Lumbar Puncture

At 2 months postfertilization the spinal cord and canal are approximately the same length. Between 9 and 18 weeks, the canal grows rapidly longitudinally and by midgestation, the conus medullaris is at the level of the L4 vertebral body. Growth then slows so that by birth the tip of the conus is at the L3 vertebral body level. Over the next 2 months the spinal cord comes to rest at its adult level, which ranges from the T12-L1 disc space to the L1-2 disc space.


1. Chemical and/or bacteriological analysis of CSF.

2. Evaluation and treatment of increased intracranial pressure (ICP) in communicating hydrocephalus.

3. Diagnosis and treatment of pseudotumor cerebri.


1. Intracranial mass lesion.

2. Suspected noncommunicating hydrocephalus.

3. Recently ruptured aneurysm. Care must be taken to prevent a large drop in ICP, as this increases the transmural pressure across the aneurysm increasing the risk of rupture.

4. Complete spinal CSF block. There have been reports of patient deterioration following a lumbar puncture (LP).

Pediatric Neurosurgery, edited by David Frim and Nalin Gupta. ©2006 Landes Bioscience.


In the neonate, the interspace between the L4-5 spinous processes is used as the entry point for the puncture. In older children the L3-4 space can also be used. The rostral/caudal extent of the L4-5 interspace can be approximated by using a transverse plane intersecting the superior edge of the iliac crests. The patient is positioned in either the lateral position, with the hips and knees flexed, or in the upright position; the latter is often preferred in neonates. In both cases the lower back is maintained in a position of flexion in order to maximally spread the posterior elements of the vertebral column.

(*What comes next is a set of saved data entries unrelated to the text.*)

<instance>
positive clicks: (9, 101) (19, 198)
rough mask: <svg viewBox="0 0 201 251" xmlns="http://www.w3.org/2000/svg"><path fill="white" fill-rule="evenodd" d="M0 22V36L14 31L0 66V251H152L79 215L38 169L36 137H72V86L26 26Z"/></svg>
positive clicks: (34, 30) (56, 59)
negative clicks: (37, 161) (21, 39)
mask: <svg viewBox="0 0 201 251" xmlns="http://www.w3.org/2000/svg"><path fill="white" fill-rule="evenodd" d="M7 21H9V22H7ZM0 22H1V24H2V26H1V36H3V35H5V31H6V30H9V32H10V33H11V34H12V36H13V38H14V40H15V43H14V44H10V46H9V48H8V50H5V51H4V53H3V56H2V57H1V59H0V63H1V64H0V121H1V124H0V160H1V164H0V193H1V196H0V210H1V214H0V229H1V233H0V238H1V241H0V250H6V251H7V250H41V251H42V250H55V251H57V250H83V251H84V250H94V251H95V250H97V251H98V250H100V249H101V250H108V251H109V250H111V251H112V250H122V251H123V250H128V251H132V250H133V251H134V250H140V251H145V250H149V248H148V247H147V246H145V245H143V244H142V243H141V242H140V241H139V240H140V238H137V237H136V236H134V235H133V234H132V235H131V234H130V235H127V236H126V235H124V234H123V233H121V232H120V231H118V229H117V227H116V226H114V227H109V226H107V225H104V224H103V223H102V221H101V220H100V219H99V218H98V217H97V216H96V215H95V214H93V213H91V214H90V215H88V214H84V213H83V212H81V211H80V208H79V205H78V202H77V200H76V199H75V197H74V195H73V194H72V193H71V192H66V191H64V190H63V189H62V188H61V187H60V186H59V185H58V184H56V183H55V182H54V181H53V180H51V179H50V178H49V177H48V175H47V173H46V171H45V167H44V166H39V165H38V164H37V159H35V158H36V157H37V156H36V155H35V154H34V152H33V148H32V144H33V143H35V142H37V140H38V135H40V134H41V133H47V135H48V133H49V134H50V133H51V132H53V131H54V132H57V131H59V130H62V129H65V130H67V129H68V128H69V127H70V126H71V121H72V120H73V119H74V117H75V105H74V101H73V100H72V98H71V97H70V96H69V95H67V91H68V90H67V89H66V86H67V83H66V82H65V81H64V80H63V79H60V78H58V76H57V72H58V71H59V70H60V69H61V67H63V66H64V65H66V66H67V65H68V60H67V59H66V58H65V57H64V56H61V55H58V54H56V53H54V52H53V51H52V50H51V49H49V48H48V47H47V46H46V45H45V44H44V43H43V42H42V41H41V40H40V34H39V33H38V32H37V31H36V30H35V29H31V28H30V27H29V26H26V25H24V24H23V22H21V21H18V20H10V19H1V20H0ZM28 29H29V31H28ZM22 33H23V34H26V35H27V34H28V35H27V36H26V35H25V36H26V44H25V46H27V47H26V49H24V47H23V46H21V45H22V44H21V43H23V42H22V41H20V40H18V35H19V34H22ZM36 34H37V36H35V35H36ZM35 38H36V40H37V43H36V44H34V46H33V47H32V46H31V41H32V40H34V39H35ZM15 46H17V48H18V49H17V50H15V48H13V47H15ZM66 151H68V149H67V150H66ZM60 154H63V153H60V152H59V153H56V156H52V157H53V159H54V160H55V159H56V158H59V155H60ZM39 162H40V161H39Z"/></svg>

After a thorough antiseptic prep, local anesthetic is infiltrated at the point of entry both superficially and in the deeper tissues. A 22 gauge spinal needle is then advanced slowly through the skin in a slightly rostral direction between the two spinous processes. The stylet is always left in place while advancing the needle to prevent carrying epidermal components into the deeper tissue. If bony structures are encountered, the needle should be withdrawn and redirected. It is often possible to feel the passage of the needle through the different tissue planes. Once a trajectory is chosen, it should not be modified en route. The needle should be withdrawn into the subcutaneous tissues and then redirected.

Once the dura is punctured and spinal fluid seen, it is crucial to measure the opening pressure with a manometer prior to decompressing the spinal subarachnoid space. If the patient is upright or the head elevated they must be placed horizontal for an accurate reading. Children are usually minimally sedated and if agitated, a falsely high pressure reading will be obtained. Often it may be necessary to wait with the needle in place until the patient is quiet. It is convention to send four tubes of CSF are for analysis. The first and fourth tubes are used for cell count and the second and third tubes for culture, protein and glucose.

In patients with communicating hydrocephalus or pseudotumor cerebri who require high volume taps, the ICP can be measured intermittently and enough fluid removed to normalize the pressure.


1. Failure to obtain CSF. Usually this is due to an improper trajectory. The most common problem is directing the needle too far laterally so that the needle either strikes the facet joints or tangentially passes next to the the-cal sac. It is crucial to ensure that the needle is directed perfectly towards the midline. If the patient is on his or her side, use an assistant to tell you from the foot of the bed that the needle is perpendicular to the spine.

2. Low pressure headache. This is a common complication following LP. This is much less common in children under 13 years old.

3. Cerebral herniation in the presence of a cerebral mass. The presence of normal optic discs does not ensure that LP can be performed without risk. Herniation has also been reported in children with meningitis who undergo LP with normal computed tomography (CT) scans.

4. Infection. Bacterial meningitis can occur if adequate sterile technique is not used, if there is a persistent CSF leak or if the tap is performed through an area of cellulitis.

5. Nerve root irritation. The passage of the needle into a nerve root can cause a transient shock-like pain; it has been reported in about 13% of adults undergoing the procedure.

6. Subdural hemorrhage. Rare in children unless there is significant cerebral atrophy.

7. Spinal hemorrhage. These include epidural hematomas and subarachnoid hemorrhages. These are usually associated with coagulation disorders.